</ Delali Dzirasa /> fearless founder and CEO > Organizing Principles---< baltimore >
For digital-services firm Fearless, a reliance on technology is innate. It became a necessity, however, as projects—like the website builds for the state of New Jersey and Florida’s Pinellas County school system— grew in complexity. The company, with more than 250 employees, sought to make project management and internal communication more efficient.
Enter artificial intelligence. Fearless uses tools like Otter.ai, Fireflies.ai, and, most recently, Zoom’s built-in services to transcribe meetings. It then feeds those transcripts into large language models like OpenAI’s ChatGPT and Anthropic’s Claude using custom-built platforms that ensure sensitive information can’t be accessed by outsiders. The goal is to extract sentiment from a dozen or more stakeholders on a call, organize their feedback into note form, and create recaps of the conversations. The effect has been powerful, according to Fearless co-founder and CEO Delali Dzirasa, 43. “We’ve found that it streamlines our processes and reduces errors,” he says. “It also helps us make betterinformed decisions when designing our products.”
That extends to the company’s back-end development. Tech chief Ravi Gourineni and his team are developing guidelines on when and how coders should use AI tools for engineers, such as GitHub Copilot.

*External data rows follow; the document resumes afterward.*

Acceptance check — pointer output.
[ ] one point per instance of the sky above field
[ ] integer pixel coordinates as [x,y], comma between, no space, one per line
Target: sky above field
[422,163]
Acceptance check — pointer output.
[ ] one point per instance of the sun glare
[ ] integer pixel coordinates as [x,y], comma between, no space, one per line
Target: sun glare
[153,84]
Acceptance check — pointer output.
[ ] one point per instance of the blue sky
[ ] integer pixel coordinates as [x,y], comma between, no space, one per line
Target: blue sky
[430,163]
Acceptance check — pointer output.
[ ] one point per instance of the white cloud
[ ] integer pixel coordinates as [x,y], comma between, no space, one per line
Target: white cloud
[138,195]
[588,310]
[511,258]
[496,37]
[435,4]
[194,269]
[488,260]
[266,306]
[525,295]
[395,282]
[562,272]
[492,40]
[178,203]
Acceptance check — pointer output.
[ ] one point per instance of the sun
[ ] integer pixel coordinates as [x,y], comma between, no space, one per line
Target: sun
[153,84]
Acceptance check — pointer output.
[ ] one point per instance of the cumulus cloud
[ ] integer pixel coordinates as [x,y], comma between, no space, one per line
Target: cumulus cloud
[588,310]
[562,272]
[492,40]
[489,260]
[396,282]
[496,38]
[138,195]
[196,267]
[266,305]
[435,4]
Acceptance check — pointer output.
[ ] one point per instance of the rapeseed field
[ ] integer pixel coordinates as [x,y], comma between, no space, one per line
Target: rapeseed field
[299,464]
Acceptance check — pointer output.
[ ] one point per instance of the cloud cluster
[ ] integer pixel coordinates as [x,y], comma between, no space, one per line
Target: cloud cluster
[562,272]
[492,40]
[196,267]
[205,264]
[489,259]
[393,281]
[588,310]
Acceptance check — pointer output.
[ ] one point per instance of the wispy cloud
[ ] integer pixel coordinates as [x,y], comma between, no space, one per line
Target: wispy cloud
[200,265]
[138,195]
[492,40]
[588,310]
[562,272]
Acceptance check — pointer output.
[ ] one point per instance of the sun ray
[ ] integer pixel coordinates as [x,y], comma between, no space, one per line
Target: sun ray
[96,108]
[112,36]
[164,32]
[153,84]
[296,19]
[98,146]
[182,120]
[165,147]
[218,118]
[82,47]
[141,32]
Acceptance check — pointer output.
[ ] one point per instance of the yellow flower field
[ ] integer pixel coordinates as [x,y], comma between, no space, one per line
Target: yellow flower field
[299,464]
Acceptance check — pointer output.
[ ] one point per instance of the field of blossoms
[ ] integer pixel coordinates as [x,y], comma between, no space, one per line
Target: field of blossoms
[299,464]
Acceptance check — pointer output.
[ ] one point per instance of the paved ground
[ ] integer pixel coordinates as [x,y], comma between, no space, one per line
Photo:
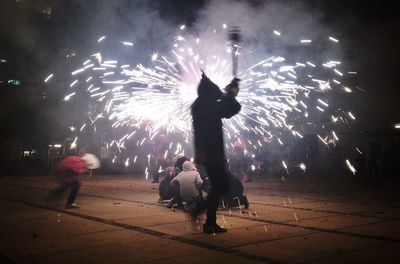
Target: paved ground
[305,220]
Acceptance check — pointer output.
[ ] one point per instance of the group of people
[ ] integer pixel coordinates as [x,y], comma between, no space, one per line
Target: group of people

For now, the company is erring on the side of caution and telling coders to check any suggestions from AI—line by line. “We’re enthusiastic about AI,” says Dzirasa, “but we also take a balanced approach.”
Engineers have found another use for AI, though. They often turn to ChatGPT and Beautiful.ai to help write internal guidance or presentations. “Sometimes we might know what we want to say, but we don’t know how to articulate it,” says Gourineni. “It’s helping those people immensely.”